We recently got a CPT code for this that will actually be available in January of 2025, and that is where there is alignment because this is a task that clinicians traditionally are not very good at. That's awesome. So that's the second CPT code, I think, on the podcast, Raj. Abramoff was on the podcast a while back. He got a CPT code for his device. So, I think that makes total sense.

David, I wonder if I could get your thoughts on the cognitive dissonance sometimes in medical AI, specifically as it relates to commercialization. So, I think without a doubt, you, as you said, you have demonstrated the potential clinical and patient benefit of this technology. It works tirelessly. It never gets tired. It never goes on vacation. It's as accurate as the human equivalent. And yet there's this challenging value proposition that we have to make. How do we fix that?

Like, cause that to me has always been one of, and I know that's like a very broad and big question. We had Vijay Pande on a couple weeks ago and asked him like a similar question. But like, this to me has always been like some of the tension, in medical applications for AI is that you can actually have the world's best product but there may not be an actual product market fit for that because of these like competing incentive structures.

Yeah, no, this is a really great question, and I think that a lot of companies in this space are struggling with that. I can't say that I have the solution. The hope is that if you create great clinical value, the business value will come. But definitely not having an M.B.A. and not necessarily having a large war chest to actually push forward a lot of kind of regulatory or kind of financial changes. The real hope is that eventually more and more people will use the product.

We'll see that it's valuable. And then there's more of a business case for its value. I wish I had a better answer. I think that's the best answer that anyone can give right now. I was just curious, given your lived experience of being on both the founder side of this and the clinician side of this, but I agree. It seems intractable. If I knew how to solve it, I probably wouldn't be behind this microphone right now, because it would be a huge opportunity.
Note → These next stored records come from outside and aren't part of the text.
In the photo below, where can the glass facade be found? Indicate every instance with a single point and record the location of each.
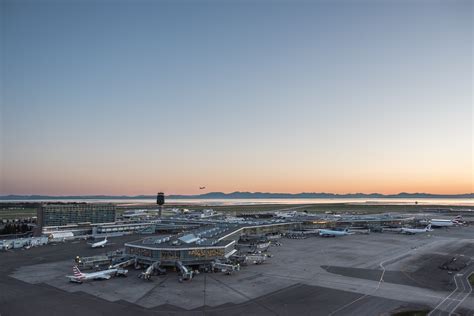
(64, 214)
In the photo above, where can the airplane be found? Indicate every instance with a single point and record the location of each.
(80, 277)
(412, 231)
(333, 233)
(99, 243)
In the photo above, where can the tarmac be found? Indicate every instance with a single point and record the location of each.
(372, 274)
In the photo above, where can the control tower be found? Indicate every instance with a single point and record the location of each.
(160, 200)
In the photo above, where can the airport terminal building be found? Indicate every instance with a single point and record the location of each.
(75, 213)
(199, 246)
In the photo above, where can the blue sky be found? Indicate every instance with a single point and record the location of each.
(131, 97)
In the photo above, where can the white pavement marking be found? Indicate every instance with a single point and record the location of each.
(463, 278)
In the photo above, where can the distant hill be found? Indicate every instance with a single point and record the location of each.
(244, 195)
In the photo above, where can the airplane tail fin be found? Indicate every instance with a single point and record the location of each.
(77, 273)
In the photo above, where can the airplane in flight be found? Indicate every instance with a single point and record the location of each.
(98, 244)
(80, 277)
(412, 231)
(333, 233)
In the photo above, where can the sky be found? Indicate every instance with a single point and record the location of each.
(136, 97)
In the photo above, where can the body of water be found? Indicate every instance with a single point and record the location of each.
(381, 201)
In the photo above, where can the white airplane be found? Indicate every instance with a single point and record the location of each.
(80, 277)
(412, 231)
(101, 243)
(333, 233)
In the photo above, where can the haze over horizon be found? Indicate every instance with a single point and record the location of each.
(126, 98)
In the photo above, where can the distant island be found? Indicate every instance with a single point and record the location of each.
(247, 195)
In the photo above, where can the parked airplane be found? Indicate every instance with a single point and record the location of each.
(333, 233)
(412, 231)
(101, 243)
(80, 277)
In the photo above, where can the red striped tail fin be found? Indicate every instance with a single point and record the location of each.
(77, 273)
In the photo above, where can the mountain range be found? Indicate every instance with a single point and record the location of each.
(246, 195)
This is where I would also highlight our relationship with life science for our cardiac amyloid product, which is, that is actually an area where there is more alignment, by which that in the last five years or so, there are multiple new therapeutics that are targeted for this disease that both improve morbidity and decrease mortality.

In fact, one of the ESC headliners for is another therapeutic, but ultimately this is an area where there's alignment because it's an underdiagnosed disease that has a really potent or multiple potent therapeutics. And so would this be like a, like a companion diagnostic kind of thing where there's a diagnosis that then you would need for treatment? It's an area that's tough because you also don't want to self-deal.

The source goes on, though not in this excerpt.